POLICE EXTORTION: Traffic police manning the Ongata Rongai section of Magadi Road on Nairobi’s southern outskirts, Henry Ruhiu reports, are obsessed with catching motorists allegedly speaking on their mobile phones while driving. It’s an offence alright but he finds their motive rather suspect. If it were not about extortion, Henry adds, then the officers would be equally interested in cracking down on, especially the matatu drivers, who recklessly “overtake and overlap other cars”, causing serious traffic jams on the narrow road. His contact is email@example.com.
MARUGE MEMORY: One of the heroes from his Eldoret hometown, gospel musician David Chegerichman says, is the late Kimani Maruge, who gained global fame and entry in the Guinness Book of Records as the oldest primary school pupil when he enrolled in Standard One in 2004 at 84. He poses: “Why can’t Uasin Gishu County government name one of the roads in Eldoret after him?
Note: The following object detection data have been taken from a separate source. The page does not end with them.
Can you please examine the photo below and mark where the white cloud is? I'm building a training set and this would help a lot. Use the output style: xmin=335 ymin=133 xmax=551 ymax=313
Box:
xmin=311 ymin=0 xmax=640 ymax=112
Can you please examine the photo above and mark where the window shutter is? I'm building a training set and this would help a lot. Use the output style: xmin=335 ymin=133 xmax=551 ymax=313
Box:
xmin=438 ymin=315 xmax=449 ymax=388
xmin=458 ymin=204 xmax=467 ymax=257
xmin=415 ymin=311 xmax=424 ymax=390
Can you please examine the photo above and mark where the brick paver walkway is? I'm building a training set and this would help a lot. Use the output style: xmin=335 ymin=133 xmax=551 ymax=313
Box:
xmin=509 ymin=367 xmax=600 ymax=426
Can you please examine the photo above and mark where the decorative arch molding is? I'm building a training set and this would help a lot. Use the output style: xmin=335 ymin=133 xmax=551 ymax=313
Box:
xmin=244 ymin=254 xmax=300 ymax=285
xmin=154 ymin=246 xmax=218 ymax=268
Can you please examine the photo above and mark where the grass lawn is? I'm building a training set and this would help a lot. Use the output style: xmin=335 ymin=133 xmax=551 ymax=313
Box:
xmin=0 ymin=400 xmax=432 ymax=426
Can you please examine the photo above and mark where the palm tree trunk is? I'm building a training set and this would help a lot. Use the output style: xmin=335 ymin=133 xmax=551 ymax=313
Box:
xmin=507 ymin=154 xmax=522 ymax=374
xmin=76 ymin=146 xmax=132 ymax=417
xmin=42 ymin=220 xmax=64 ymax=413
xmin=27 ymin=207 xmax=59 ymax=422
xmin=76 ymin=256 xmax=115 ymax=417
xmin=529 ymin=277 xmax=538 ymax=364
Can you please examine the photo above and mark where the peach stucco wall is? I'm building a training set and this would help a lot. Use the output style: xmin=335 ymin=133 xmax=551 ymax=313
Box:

He not only made the country proud by being recognised internationally but was also was a role model to many and his legacy lives on.” His contact is firstname.lastname@example.org.
LEGAL THEFT: Retired senior military officer Imaana Laibuta is accusing the lawyer-politicians of blatantly “stealing from the public” as they only pass by the National Assembly and the Senate for roll call “and proceed to the courts to represent their clients as full-time advocates”. That way, “they earn their salaries and sitting allowances as lawmakers and legal fees from their clients”. He concludes: “Honestly, if this is not conflict of interest of the highest order, I do not know what is.” His contact is email@example.com.
Have an interesting day, won’t you!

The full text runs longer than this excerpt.